Emma Thompson joined Greenpeace UK Executive Director John Sauven to deliver a celebratory speech outside Shell’s London head offices this morning. Yesterday, the Anglo-Dutch oil major announced it was pulling out of Arctic oil drilling.
The Guardian newspaper reported Shell executives were “taken aback” by the global protest movement, and that it was “threatening to seriously damage its reputation”. The Financial Times reported that senior Shell executives concede the Arctic protests have had “a bigger impact than expected”. More than 7 million people have signed up to the Save the Arctic campaign, which Greenpeace launched in 2012.
After speaking to the crowds, Emma helped volunteer puppeteers move Aurora the double decker bus sized polar bear from in front of Shell’s front door, where she has been standing, for the past month, in protest at Shell’s Arctic oil drilling. Now Shell has announced its Arctic exit, the bear will be transported to Paris where the nations of the world will soon gather to negotiate a deal on climate change.
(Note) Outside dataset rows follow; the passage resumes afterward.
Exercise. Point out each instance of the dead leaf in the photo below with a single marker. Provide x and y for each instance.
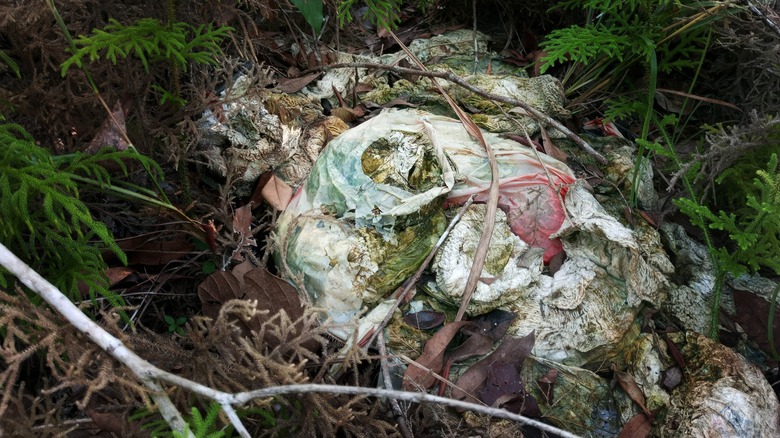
(112, 132)
(477, 344)
(671, 378)
(293, 85)
(512, 351)
(272, 293)
(151, 250)
(502, 380)
(424, 320)
(418, 375)
(241, 269)
(277, 192)
(217, 289)
(552, 150)
(630, 387)
(637, 427)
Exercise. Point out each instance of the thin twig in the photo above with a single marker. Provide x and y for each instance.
(149, 375)
(404, 294)
(399, 413)
(449, 76)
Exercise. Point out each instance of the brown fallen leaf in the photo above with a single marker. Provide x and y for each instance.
(217, 289)
(151, 250)
(637, 427)
(293, 85)
(512, 351)
(630, 387)
(113, 131)
(418, 374)
(502, 380)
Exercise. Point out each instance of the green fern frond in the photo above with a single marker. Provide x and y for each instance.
(44, 221)
(584, 44)
(150, 41)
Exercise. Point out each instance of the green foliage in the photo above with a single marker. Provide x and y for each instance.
(584, 44)
(658, 35)
(150, 41)
(199, 425)
(383, 13)
(312, 12)
(45, 223)
(10, 63)
(754, 231)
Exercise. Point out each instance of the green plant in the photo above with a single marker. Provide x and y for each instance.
(655, 35)
(149, 41)
(383, 13)
(45, 222)
(753, 230)
(312, 12)
(175, 325)
(199, 425)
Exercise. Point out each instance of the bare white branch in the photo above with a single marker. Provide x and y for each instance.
(150, 375)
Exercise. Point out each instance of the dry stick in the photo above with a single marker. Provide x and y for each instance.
(149, 374)
(480, 255)
(414, 397)
(113, 346)
(449, 76)
(409, 285)
(399, 414)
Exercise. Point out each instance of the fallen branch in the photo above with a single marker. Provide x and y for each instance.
(151, 376)
(449, 76)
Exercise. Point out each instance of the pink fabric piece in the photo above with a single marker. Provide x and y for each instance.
(532, 206)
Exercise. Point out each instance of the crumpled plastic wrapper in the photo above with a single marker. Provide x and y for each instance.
(585, 313)
(373, 205)
(722, 395)
(249, 134)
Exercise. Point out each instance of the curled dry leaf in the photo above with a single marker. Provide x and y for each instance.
(270, 293)
(150, 250)
(418, 374)
(216, 289)
(637, 427)
(512, 351)
(502, 380)
(112, 132)
(634, 392)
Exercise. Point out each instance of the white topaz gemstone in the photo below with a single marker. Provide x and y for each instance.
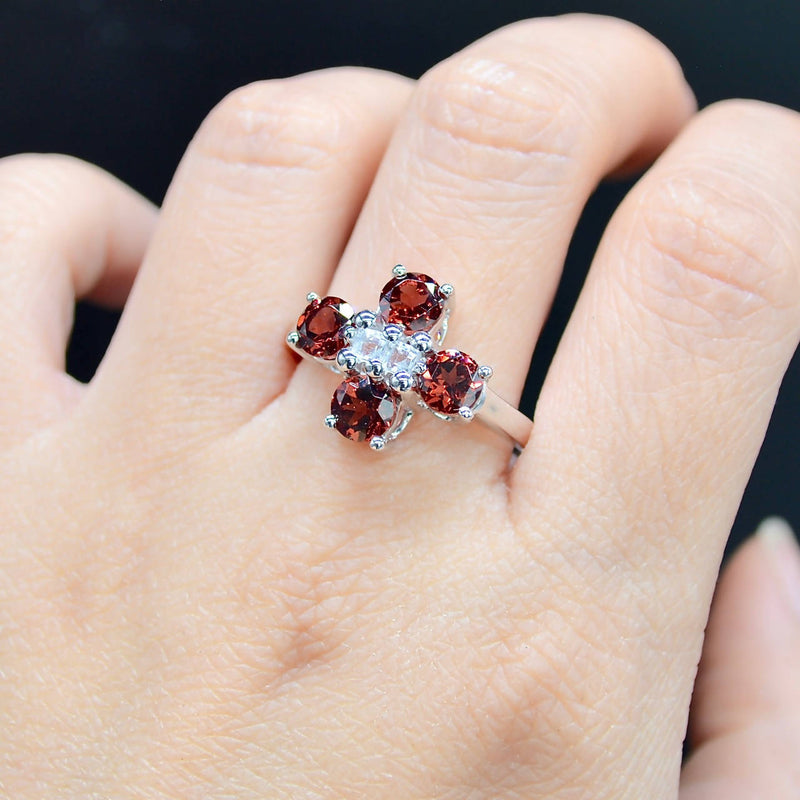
(371, 344)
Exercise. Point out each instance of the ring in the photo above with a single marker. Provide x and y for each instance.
(393, 363)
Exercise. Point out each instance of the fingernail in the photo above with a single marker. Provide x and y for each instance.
(783, 552)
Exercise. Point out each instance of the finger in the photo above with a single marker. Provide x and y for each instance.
(258, 213)
(68, 230)
(490, 167)
(746, 707)
(658, 398)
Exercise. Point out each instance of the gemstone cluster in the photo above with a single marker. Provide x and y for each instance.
(390, 358)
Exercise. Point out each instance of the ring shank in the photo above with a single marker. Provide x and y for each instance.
(502, 416)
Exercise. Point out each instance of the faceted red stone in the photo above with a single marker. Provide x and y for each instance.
(450, 381)
(363, 409)
(412, 301)
(320, 327)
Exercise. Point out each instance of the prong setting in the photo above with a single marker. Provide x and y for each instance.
(364, 319)
(392, 332)
(401, 382)
(346, 359)
(422, 341)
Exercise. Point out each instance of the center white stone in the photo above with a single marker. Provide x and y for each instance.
(400, 355)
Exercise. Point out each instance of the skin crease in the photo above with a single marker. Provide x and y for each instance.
(204, 594)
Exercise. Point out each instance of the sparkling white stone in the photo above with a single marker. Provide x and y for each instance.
(371, 344)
Emma Thompson said: “This polar bear has been outside Shell’s HQ for a month, representing the seven million people who mobilised to fight its Arctic drilling plans. We said we’d keep her here as long as Shell was drilling. Now we’ve won, we kicked Shell out of the Arctic, so today this bear and this movement is declaring victory and starting out on a new journey.
“Now she’s going to Paris, where the nations of the world will soon gather to negotiate a deal on climate change. Shell’s defeat shows which way the wind is blowing. This bear goes to Paris as proof that when we can win big victories on climate change.
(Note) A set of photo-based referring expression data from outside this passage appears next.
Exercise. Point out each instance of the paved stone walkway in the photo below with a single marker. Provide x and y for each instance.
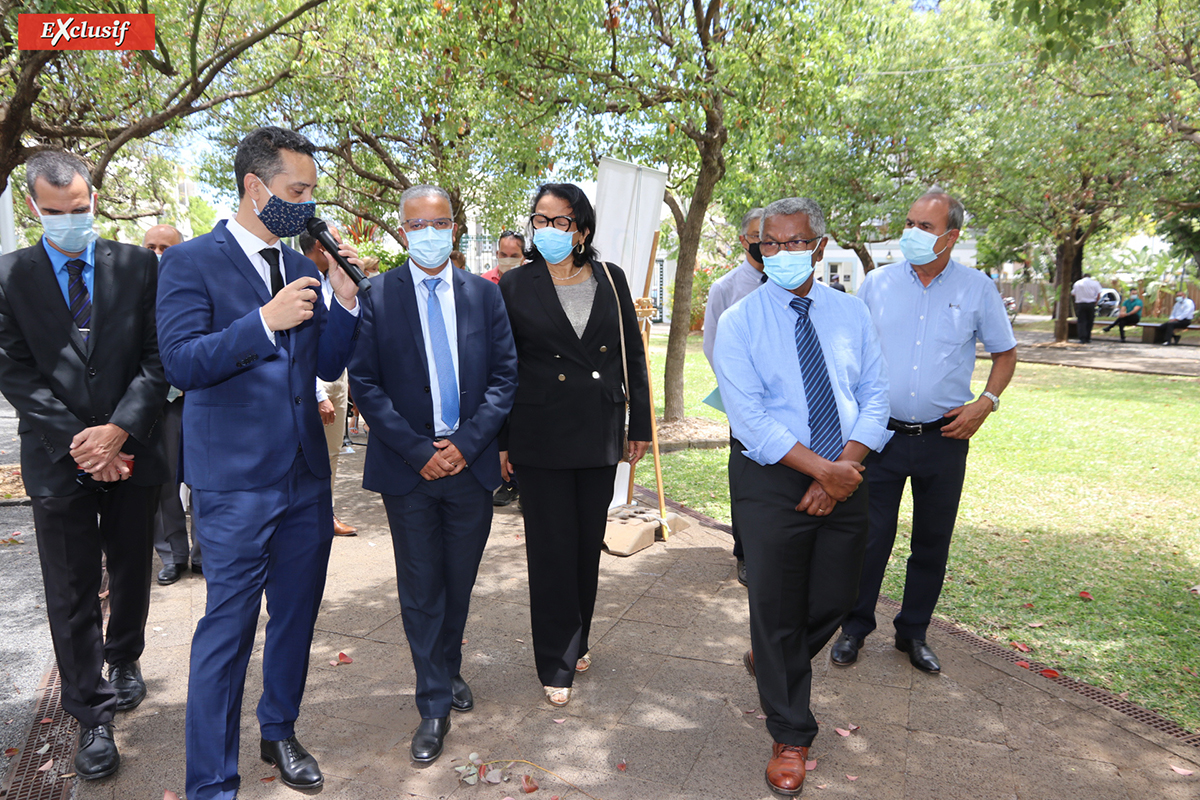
(666, 695)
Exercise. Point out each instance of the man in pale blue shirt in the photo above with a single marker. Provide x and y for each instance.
(804, 386)
(726, 290)
(929, 311)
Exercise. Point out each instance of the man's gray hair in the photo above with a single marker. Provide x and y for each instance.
(750, 216)
(423, 191)
(793, 205)
(57, 167)
(958, 215)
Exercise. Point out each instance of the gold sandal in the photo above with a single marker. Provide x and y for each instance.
(558, 696)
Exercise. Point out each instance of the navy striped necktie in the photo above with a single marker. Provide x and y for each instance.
(825, 426)
(78, 298)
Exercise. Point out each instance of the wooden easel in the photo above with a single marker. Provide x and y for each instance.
(645, 307)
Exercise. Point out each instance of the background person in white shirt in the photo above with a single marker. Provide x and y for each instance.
(1086, 293)
(726, 290)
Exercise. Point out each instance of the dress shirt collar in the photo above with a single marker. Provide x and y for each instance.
(249, 242)
(59, 259)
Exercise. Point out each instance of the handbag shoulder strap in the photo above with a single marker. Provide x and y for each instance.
(621, 324)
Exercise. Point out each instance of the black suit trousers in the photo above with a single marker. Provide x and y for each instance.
(937, 467)
(803, 577)
(565, 515)
(73, 534)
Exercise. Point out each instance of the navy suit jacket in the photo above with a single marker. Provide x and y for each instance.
(390, 380)
(250, 402)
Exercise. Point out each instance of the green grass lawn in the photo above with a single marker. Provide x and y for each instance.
(1085, 481)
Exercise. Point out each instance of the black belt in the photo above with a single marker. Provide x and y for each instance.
(917, 428)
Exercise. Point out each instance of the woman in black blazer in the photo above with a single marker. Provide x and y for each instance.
(567, 428)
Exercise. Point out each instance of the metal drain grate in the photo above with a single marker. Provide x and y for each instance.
(1101, 696)
(27, 780)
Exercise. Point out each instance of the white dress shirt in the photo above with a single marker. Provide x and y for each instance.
(251, 245)
(445, 299)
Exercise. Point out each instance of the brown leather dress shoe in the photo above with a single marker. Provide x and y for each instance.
(785, 770)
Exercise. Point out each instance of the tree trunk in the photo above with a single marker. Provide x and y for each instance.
(711, 172)
(1068, 257)
(864, 254)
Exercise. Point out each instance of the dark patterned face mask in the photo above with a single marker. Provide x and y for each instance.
(285, 218)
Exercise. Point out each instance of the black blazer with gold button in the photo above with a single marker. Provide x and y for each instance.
(570, 407)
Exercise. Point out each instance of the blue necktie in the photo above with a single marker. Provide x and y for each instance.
(78, 298)
(443, 360)
(825, 426)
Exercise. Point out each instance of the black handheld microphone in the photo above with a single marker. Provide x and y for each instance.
(319, 232)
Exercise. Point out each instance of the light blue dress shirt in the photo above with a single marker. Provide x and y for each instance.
(445, 298)
(928, 334)
(726, 290)
(759, 371)
(59, 262)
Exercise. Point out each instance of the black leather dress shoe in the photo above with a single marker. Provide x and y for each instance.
(96, 756)
(461, 699)
(429, 739)
(919, 654)
(169, 573)
(845, 650)
(298, 768)
(126, 679)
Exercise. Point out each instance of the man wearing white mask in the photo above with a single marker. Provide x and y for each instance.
(79, 362)
(509, 253)
(929, 310)
(435, 374)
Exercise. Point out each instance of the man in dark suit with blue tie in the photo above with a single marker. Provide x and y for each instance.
(435, 376)
(245, 332)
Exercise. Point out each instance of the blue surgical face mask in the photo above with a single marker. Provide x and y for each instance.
(430, 247)
(71, 233)
(555, 245)
(789, 269)
(917, 246)
(283, 218)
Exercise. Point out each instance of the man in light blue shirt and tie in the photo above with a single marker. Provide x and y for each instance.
(929, 311)
(435, 376)
(804, 386)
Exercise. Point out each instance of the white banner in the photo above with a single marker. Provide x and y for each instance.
(629, 208)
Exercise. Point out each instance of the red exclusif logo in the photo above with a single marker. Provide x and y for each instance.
(85, 31)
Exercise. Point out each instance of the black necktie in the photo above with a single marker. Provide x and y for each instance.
(78, 298)
(273, 260)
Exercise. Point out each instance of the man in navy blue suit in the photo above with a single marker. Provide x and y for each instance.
(244, 330)
(435, 377)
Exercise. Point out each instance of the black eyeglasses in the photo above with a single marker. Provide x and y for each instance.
(773, 247)
(541, 221)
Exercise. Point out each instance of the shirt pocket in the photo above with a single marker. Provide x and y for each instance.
(954, 326)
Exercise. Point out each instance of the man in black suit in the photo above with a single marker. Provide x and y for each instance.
(79, 362)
We’re going to take that energy, that optimism, the people-power that beat Shell, and we’re going to use it to challenge the other countries and companies threatening our collective future by looking for new reserves of fossil fuels. I’m asking everyone now to come with us to Paris. I’ll be there too.”
This year Shell has faced increasing public pressure over Arctic drilling. Shell’s Arctic rig the Polar Pioneer faced multiple protests as it travelled to the Arctic, including activists boarding it in the middle of the Pacific Ocean, a several thousand strong ‘Kayaktivist’ protest movement in Seattle, and an Indigenous activist protest at sea as it sailed through Canadian waters. Shell’s icebreaker ship the Fennica, part of its Arctic fleet, was delayed in Oregon by a 40-hour ‘hanging blockade’ from the St John’s Bridge, Portland.
In recent weeks, figures from the arts and entertainment world such as Peter Capaldi, John Hurt and Maisie Williams spoke out against Arctic drilling. And public figures such as Al Gore, Hillary Clinton and the Archbishop of Canterbury expressed concerns about Arctic oil drilling. It was reported this month that Shell exited the Prince of Wales Corporate Leaders Group amid concerns over its Arctic drilling programme.